«Essaouira, la boussole qui indique la route que les autres ont perdue»

La ville d’Essaouira  a  accueilli du 28 avril  au  1er mai,  la 16e édition du  festival «le Printemps Musical des Alizés ». Durant  quatre jours, la ville a été marquée par des moments musicaux forts célébrant la musique classique, la musique de chambre… Essaouira a encore une fois véhiculé ses messages de paix, de tolérance et du vivre ensemble. Des centaines de mélomanes sont  venus des quatre coins du  monde célébrer la musique et la vie dans la ville.  Les propos.

Al Bayane : Cette 16e  édition du printemps des Alizés s’est tenue dans un contexte mondial tourmenté. Quelles sont ses lettres de noblesse?

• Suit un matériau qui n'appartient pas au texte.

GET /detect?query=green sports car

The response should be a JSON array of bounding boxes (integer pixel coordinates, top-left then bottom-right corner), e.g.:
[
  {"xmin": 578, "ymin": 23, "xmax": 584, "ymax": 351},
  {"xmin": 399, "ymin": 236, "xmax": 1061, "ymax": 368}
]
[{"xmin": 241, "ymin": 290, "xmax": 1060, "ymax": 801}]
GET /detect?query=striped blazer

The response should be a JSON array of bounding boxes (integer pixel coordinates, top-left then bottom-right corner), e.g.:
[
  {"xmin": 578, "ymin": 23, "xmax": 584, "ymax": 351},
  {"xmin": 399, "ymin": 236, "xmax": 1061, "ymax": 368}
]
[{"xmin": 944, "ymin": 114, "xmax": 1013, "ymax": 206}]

André Azoulay : Des milliers de mélomanes sont venus assister au festival  et se sont réconciliés avec tout ce que nous avons perdu aujourd’hui, notamment l’écoute de l’autre. Nos  jeunes talents marocains, de 10 à 17 ans, qu’ils s’agissent des violonistes, des contrebassistes, des violoncellistes, sont un formidable message d’espoir. Ce sont des enfants issus de milieux précaires où le quotidien n’est pas facile, mais quand on les voit  interpréter les  répertoires de Brahms, Mozart, Schubert sans perdre ni leur identité, ni  leur histoire, encore moins, leur sensibilité et leur personnalité au sens le plus authentique du  terme, on se rend compte qu’ils s’inscrivent dans  l’universalité musicale.  Ils nous ont donné un message fort : la musique n’a pas de frontières  géographiques ou sociales. C’est le langage de l’altérité et de la rencontre, de l’échange et  du respect qui prime. Et c’est ce que la musique sait faire de plus beau.

Cette 16e édition  était  exceptionnelle, notamment avec la sélection de notre grande pianiste Dina Bensaid, qui  a commencé à jouer à  Essaouira à l’âge de 11 ou 12 ans,  au concours musical international de la Reine-Elizabeth, le concours le plus prestigieux au monde et le plus difficile.  Pour nous, cette sélection est un grand moment  de fierté.

Qu’en est-il du centre Haïm Zafrani ?

C’est un projet  à  trois dimensions qui se décline, notamment par la restauration de l’une  des plus anciennes synagogues d’Essaouira. Dans le même espace, il sera érigé un espace de mémoire sur l’histoire du judaïsme à Essaouira qui est d’une grande richesse et qu’on ne connait pas beaucoup. Ce nouvel espace vise à faire connaitre cette histoire. Le centre Haïm Zafrani est un centre de recherche sur la longue histoire entre l’islam et le judaïsme. Haïm Zafrani  est un historien, sociologue, anthropologue qui a beaucoup donné à la connaissance, à  l’écriture et à l’histoire de la civilisation de confession juive au Maroc. Il est aussi  originaire d’Essaouira.  Les travaux de ce centre qui  porte son  nom, ainsi que la synagogue et le musée seront achevés avant  la  fin de l’année.

Dernièrement  Dar Souiri  a abrité un colloque sur «la tolérance vue par les religions monothéistes». Y’a-t-il une possibilité du  vivre ensemble aujourd’hui?

Au  Maroc, ce n’est pas un problème. Le message que le Maroc envoie plutôt c’est celui de la solution et non du problème. Quand on est à  Essaouira, on se trouve en face d’une boussole qui indique la route que les autres ont perdue. Je crois que le monde a besoin de cette boussole.